A son, Joseph Tomlinson Jnr, settled at Grave Creek in 1770 where the frequency of the Indian raids prompted the family to build a private fort, known at that time as Tomlinson Fort. This is the Tomlinson who came with another of his brothers, Samuel, in 1771, to look up the entry made by their father, Joseph, and Samuel the previous year.

On the site of the town of Williamstown, they are said to have built a cabin and cleared the four acres of land which they planted in corn, which is said to have been the first crop of corn raised by white men in this section of the country. At intervals, for four years, these pioneers returned to the cabin and planted crops to secure their settlement rights to the 1000 acres which they preempted above and below the present town of Williamstown. With them on these trips, they brought as housekeeper, their young 18 year old sister, Rebecca, widow of John Martin (who had been killed by Indians in the year 1770). She shared the early hardships of this primitive life along with great danger and anxiety. At that time the Fort across the river had been built. The valley was an open prey for the marauding savages. In gratitude for the services of this sister, the Tomlinson brothers took out in 1783, settlement rights for this 400 acres in the name of Rebecca Martin. This widow became the wife of Isaac Williams, and they came in 1887, from Grave Creek to become the first permanent settlers in what is now named Williamstown. Samuel Tomlinson was killed at Yellow Creek, where he was visiting his brother-in-law.

Life for the Joseph Tomlinson family at Grave Creek reads like one long perilous adventure. The Indian outrages after the murder of Logan’s family became so frequent that the family was forced for a while to go back to the old Maryland settlement until affairs quieted down in the Virginia settlement at Moundsville. The children of this family grew up and settled in different sections of Western Virginia. One daughter, Lucy, married a Riggs and became the maternal ancestor of Charles M Martin and Mrs. William Peterkin of Parkerburg, and of the Martins of New Martinsville, Wetzel County.

Another son, Isaac Tomlinson, went to Kentucky and three children of Joseph Jnr. (Mary, Drusilla & Joseph) came to the present County of Wood to live on the land given them by their father at his death.
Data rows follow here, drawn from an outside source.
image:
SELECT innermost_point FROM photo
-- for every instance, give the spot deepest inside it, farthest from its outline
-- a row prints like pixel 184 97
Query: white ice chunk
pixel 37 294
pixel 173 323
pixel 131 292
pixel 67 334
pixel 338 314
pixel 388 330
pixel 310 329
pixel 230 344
Drusilla married Hezekia Bukey, of French extraction, and they had their log cabin home commodious for that time near the railroad, above Williamstown. This home was the center of hospitality in the little settlement in the upper corner of Wood, in the day. The sister, Mary, known as Polly, married John Kinnaird and among their descendants in the fourth generation are the families Snodgrass, Lewis and Kinnaird.

Joseph, the third child, was born in Maryland during the period when the Tomlinsons had returned for protection from Indian outrage and it was this member of the family who came to Wood county and in 1808 built a home on the farm below Williamstown, known as the "Henderson Place". This is the Tomlinson who figured in the early history of Wood county. Joseph Tomlinson was commissioned Justice of the Peace in 1816, was sheriff of the county in 1836 and represented his district in the Virginia legislature. A hale hearty octogenarian, he died in 1864 at the home of his only daughter, Elizabeth, who married George W Henderson.

Note: John Asher Kinnaird is part of Kinnaird Worldwide Family number 37.